De todo esto, poco o nada queda ahora. El toque de queda a partir de medianoche para cualquier vecino; el cierre perimetral de la región, que frena en seco la llegada de turistas de otras comunidades; y las severas medidas de nivel 3, que obligan a bares, restaurantes, cafeterías y pubs a cerrar sus puertas a las once de la noche, dibujan un escenario casi distópico. Calles sin una sola alma, mesas y sillas apiladas en las terrazas, candados en las puertas de los comercios... El pétreo frío del invierno que ya toca a la puerta. El silencio, entre lo tétrico y lo fantasmagórico. La actividad, sobre todo conforme languidece el día, se va reduciendo a pasos agigantados. Pasa del poco cuando brilla el sol a la absoluta nada cuando cae la noche. Como la trémula llama de una vela que se apaga lentamente.

A generar esa sensación contribuye el que Cuenca sea una ciudad cuyo pulmón económico es el turismo. Y con él, de la mano, la restauración. No son pocos los hosteleros conquenses que, directamente, han decidido echar la persiana conscientes de que así es imposible seguir en la brecha. La normativa actual les impide aforar más de un 30 por ciento de su capacidad en interior. Es imposible que los números salgan...

Sin margen alguno. Todavía les salen menos a aquellos que se dedican a la venta ambulante en mercadillos. Cuenca ya no es una de las paradas de su ruta habitual. Aquello de «¡bueno, bonito y barato!» ya no suena en los terrenos del Serranía como cada martes. Con distanciamiento entre puesto y puesto y aforo limitado, los comerciantes regresaron en mayo tras el obligado parón de marzo. Entonces pedían al cielo que esa dramática situación, que les llevó a no poder mover los trastos de su casa, no volviera a repetirse. Nadie escuchó sus plegarias. Menos de seis después, están como estaban.

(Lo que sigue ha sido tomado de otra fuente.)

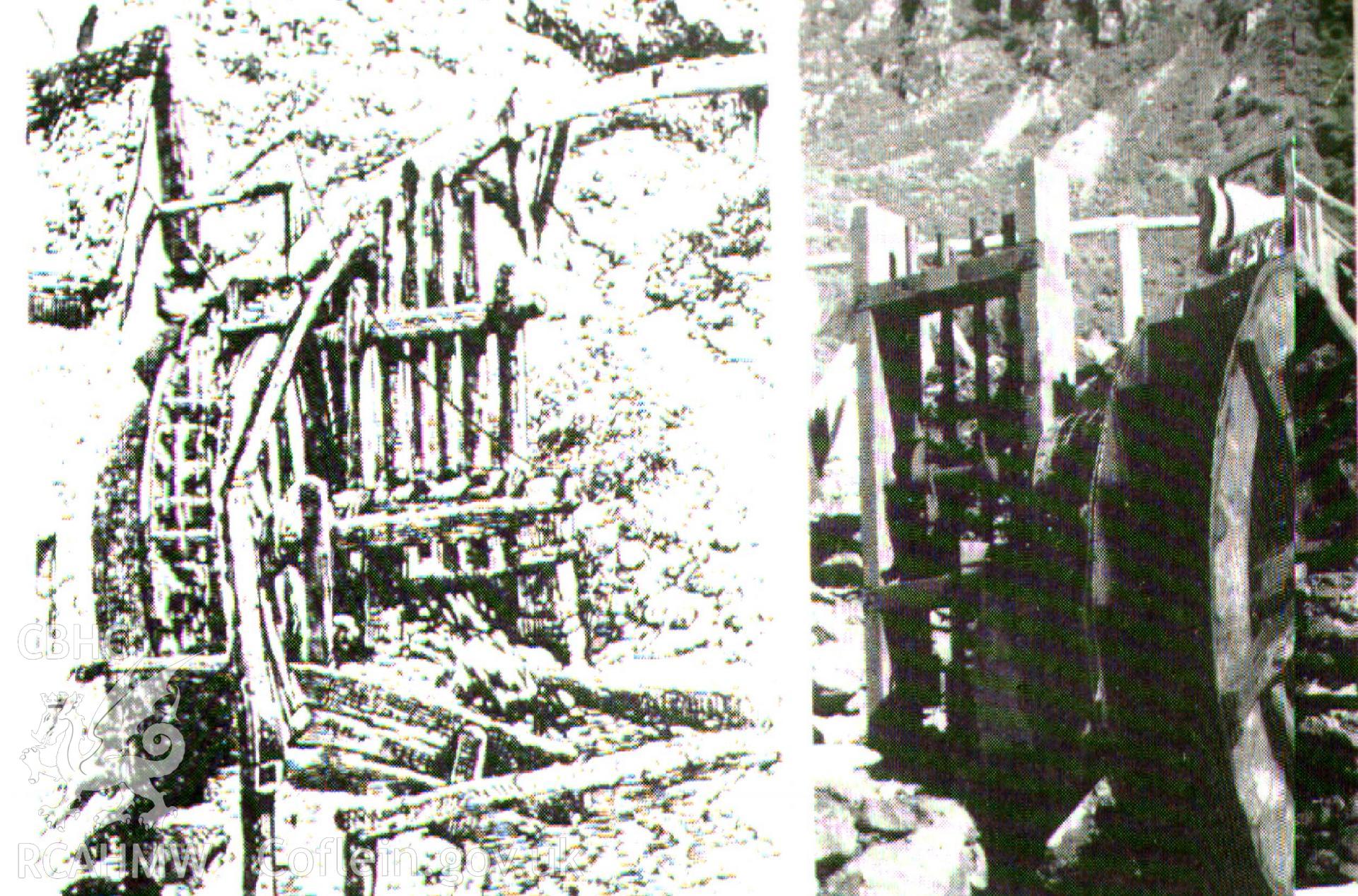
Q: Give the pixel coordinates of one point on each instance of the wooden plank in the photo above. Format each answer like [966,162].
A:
[511,431]
[417,523]
[1046,301]
[246,440]
[182,664]
[348,693]
[349,760]
[981,409]
[869,467]
[1118,221]
[356,736]
[962,281]
[948,366]
[1130,279]
[431,296]
[910,595]
[423,322]
[652,705]
[401,412]
[652,764]
[371,419]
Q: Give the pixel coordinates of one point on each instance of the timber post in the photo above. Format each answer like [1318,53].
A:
[1046,299]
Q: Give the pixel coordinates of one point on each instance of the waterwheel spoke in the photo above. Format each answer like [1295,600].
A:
[1262,667]
[1260,390]
[1270,580]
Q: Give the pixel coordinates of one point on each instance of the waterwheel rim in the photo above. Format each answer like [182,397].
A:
[1251,538]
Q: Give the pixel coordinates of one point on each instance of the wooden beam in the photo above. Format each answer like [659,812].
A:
[869,465]
[1130,277]
[246,440]
[651,705]
[402,527]
[348,693]
[654,764]
[1117,221]
[182,664]
[1046,299]
[910,596]
[955,284]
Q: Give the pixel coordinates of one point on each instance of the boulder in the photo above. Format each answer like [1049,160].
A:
[940,860]
[835,832]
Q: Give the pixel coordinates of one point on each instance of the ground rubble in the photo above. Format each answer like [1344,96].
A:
[882,838]
[698,828]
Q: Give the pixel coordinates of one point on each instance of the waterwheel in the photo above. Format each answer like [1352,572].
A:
[1190,592]
[195,406]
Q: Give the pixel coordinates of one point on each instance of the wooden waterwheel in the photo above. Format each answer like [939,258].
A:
[1190,592]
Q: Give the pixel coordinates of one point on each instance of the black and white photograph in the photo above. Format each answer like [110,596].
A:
[428,420]
[397,407]
[1081,438]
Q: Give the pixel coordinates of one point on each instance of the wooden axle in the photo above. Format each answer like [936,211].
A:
[956,284]
[422,523]
[652,764]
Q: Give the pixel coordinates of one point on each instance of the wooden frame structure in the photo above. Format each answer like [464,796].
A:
[893,291]
[361,440]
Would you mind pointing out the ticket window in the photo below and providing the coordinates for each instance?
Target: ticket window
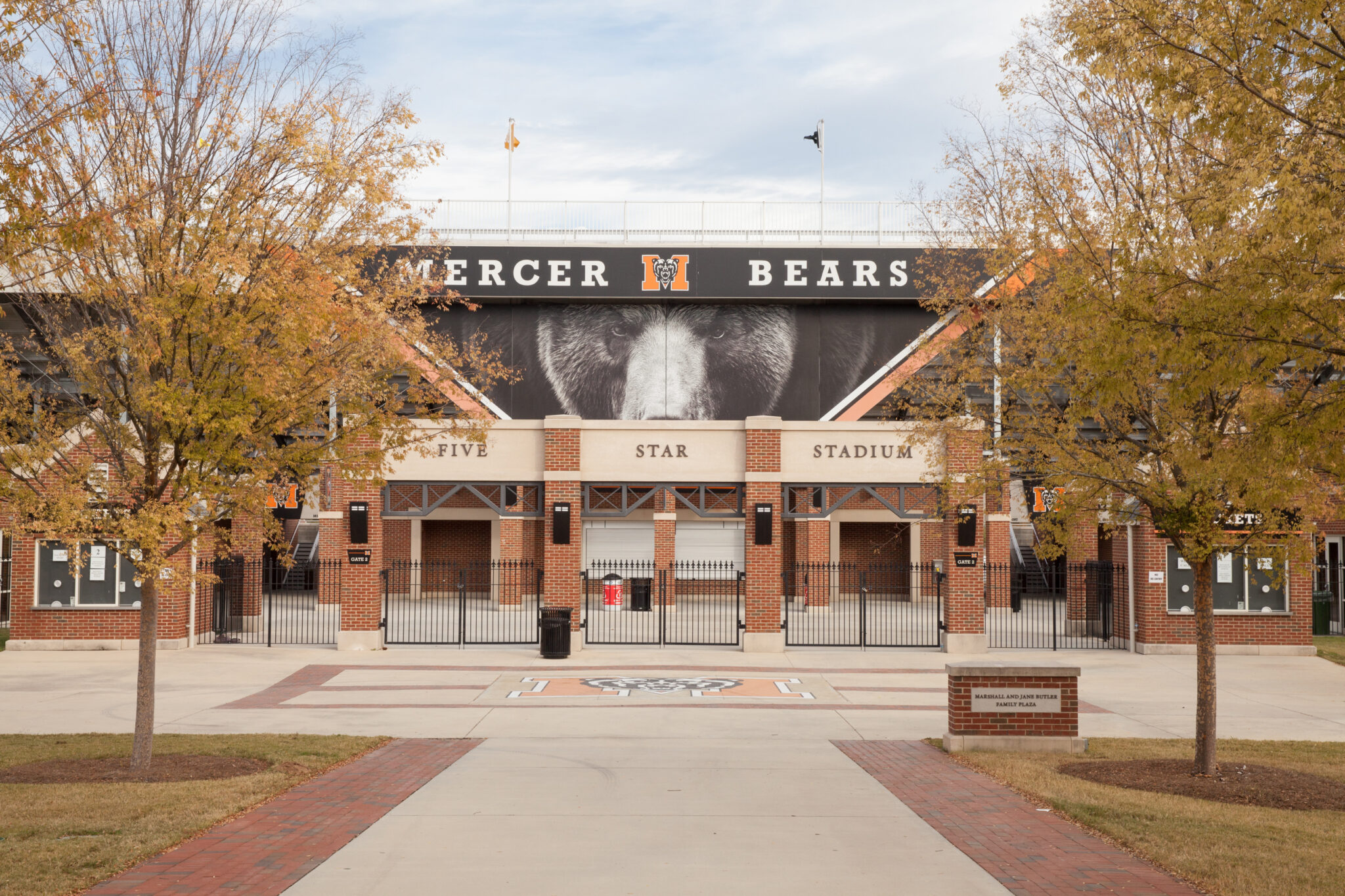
(1268, 581)
(55, 574)
(1250, 584)
(97, 575)
(106, 576)
(1229, 581)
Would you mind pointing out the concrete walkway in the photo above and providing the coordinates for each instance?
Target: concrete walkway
(463, 694)
(598, 816)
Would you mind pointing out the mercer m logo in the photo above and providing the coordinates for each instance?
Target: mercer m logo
(1044, 500)
(665, 273)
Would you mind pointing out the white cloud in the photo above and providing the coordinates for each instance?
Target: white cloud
(640, 100)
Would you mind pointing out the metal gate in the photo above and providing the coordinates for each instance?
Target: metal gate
(447, 602)
(635, 602)
(1066, 606)
(265, 602)
(873, 605)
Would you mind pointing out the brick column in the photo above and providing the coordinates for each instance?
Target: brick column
(963, 587)
(362, 584)
(562, 563)
(1000, 553)
(1080, 601)
(512, 572)
(763, 591)
(814, 547)
(665, 554)
(331, 534)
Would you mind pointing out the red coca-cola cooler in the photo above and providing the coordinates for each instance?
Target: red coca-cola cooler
(612, 593)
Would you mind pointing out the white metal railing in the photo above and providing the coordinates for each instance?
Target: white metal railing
(686, 222)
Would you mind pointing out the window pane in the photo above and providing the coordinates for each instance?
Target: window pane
(55, 574)
(99, 575)
(128, 587)
(1181, 582)
(1228, 582)
(1268, 581)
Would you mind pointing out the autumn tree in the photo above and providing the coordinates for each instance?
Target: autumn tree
(1113, 352)
(229, 320)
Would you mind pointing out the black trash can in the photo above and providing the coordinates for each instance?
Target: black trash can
(640, 591)
(556, 633)
(1323, 612)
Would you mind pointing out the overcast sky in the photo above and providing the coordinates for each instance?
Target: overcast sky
(682, 100)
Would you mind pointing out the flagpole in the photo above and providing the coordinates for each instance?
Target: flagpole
(509, 195)
(822, 184)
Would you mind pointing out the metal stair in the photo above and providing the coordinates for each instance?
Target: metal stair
(1024, 544)
(304, 553)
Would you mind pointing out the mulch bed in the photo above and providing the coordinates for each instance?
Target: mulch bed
(1241, 784)
(118, 769)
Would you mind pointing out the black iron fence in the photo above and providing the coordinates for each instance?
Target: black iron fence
(1082, 606)
(636, 602)
(264, 602)
(447, 602)
(870, 605)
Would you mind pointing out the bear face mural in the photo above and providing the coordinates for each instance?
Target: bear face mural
(657, 362)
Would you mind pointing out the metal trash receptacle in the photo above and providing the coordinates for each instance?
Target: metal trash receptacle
(640, 594)
(554, 633)
(1323, 612)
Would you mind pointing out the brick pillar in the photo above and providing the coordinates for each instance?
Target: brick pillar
(1080, 599)
(665, 554)
(245, 540)
(763, 591)
(998, 553)
(814, 547)
(331, 534)
(963, 587)
(362, 584)
(562, 580)
(512, 572)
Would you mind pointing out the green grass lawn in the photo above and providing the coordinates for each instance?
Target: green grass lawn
(61, 839)
(1234, 851)
(1331, 647)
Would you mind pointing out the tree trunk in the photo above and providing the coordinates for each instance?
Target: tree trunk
(1206, 739)
(142, 747)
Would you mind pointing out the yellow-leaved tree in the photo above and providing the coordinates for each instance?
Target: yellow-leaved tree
(205, 303)
(1133, 349)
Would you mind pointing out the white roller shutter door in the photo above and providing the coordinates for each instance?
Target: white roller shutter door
(711, 542)
(622, 540)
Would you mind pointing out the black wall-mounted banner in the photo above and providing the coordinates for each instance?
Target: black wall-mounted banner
(680, 273)
(684, 360)
(358, 521)
(967, 527)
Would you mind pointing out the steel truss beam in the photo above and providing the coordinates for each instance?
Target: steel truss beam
(805, 495)
(506, 499)
(619, 499)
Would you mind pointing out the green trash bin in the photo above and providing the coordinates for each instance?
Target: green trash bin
(1323, 612)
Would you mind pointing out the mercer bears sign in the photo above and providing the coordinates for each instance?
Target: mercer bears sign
(704, 272)
(665, 273)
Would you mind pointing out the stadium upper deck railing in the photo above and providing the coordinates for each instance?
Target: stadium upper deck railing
(721, 223)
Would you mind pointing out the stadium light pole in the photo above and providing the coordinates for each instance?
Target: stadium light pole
(818, 137)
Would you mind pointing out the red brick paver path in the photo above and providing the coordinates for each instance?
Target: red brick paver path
(272, 847)
(1026, 851)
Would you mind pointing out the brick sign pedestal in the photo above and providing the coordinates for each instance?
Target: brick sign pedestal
(1011, 707)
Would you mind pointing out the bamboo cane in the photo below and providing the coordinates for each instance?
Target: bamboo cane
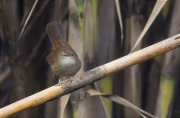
(81, 80)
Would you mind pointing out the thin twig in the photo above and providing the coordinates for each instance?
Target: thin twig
(34, 5)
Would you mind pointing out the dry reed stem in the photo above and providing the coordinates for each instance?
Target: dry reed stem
(91, 76)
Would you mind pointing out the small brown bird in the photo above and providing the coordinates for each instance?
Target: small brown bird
(63, 59)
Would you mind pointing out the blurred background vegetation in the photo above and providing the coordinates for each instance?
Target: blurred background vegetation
(94, 32)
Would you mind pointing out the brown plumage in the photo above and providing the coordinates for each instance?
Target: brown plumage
(63, 60)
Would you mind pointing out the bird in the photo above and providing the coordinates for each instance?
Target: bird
(63, 59)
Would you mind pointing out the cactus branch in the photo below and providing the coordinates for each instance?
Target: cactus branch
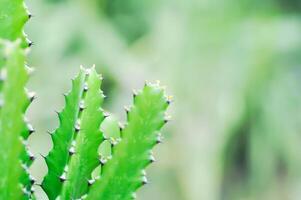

Mercadillo municipalMercadillo municipal - Foto: Reyes Martí­nez

El tercer nivel de medidas especiales apenas deja títere con cabeza. Es el prólogo perfecto de las restricciones más estrictas. Bien sabe de ello, por ejemplo, el sector cultural, santo y seña de la ciudad. Cines, teatros, museos, auditorios y bibliotecas permanecen cerrados. El Teatro-Auditorio, sin ir más lejos, presentaba el 15 de octubre la programación de su reapertura con el lema «¡Arriba el telón!». Su directora, Nelia Valverde, aseguraba en rueda de prensa que la cultura es «segura y necesaria». Pues bien, solo dos semanas después, el guión de la obra –nunca mejor dicho– daba un giro tan inesperado como trágico: todo suspendido.

En esta ciudad distópica, en la que es imposible encontrarse ningún espectáculo, evento o actividad que pueda suponer la concentración de personas, las competiciones deportivas han pasado a mejor vida. Tres cuartos de lo mismo ocurre con las escuelas municipales, sean del índole que sean. Es la tristeza hecha norma. Tal cual. Sin remilgos, aderezos o alharacas. Es lo que hay y es lo que toca vivir. Cualquier otra forma de defenderlo es negar la evidencia, es ponerse una venda en los ojos... es la táctica del avestruz.

Teatro-Auditorio
Teatro-Auditorio - Foto: Reyes Martí­nez

Como para Dante lo fue Beatriz, en nuestro particular viaje a los infiernos hay un halo de esperanza. Un ejemplo de vida. Algo muy sencillo de llevar a buen puerto, básicamente, porque depende de cada uno de nosotros. Y de nadie más.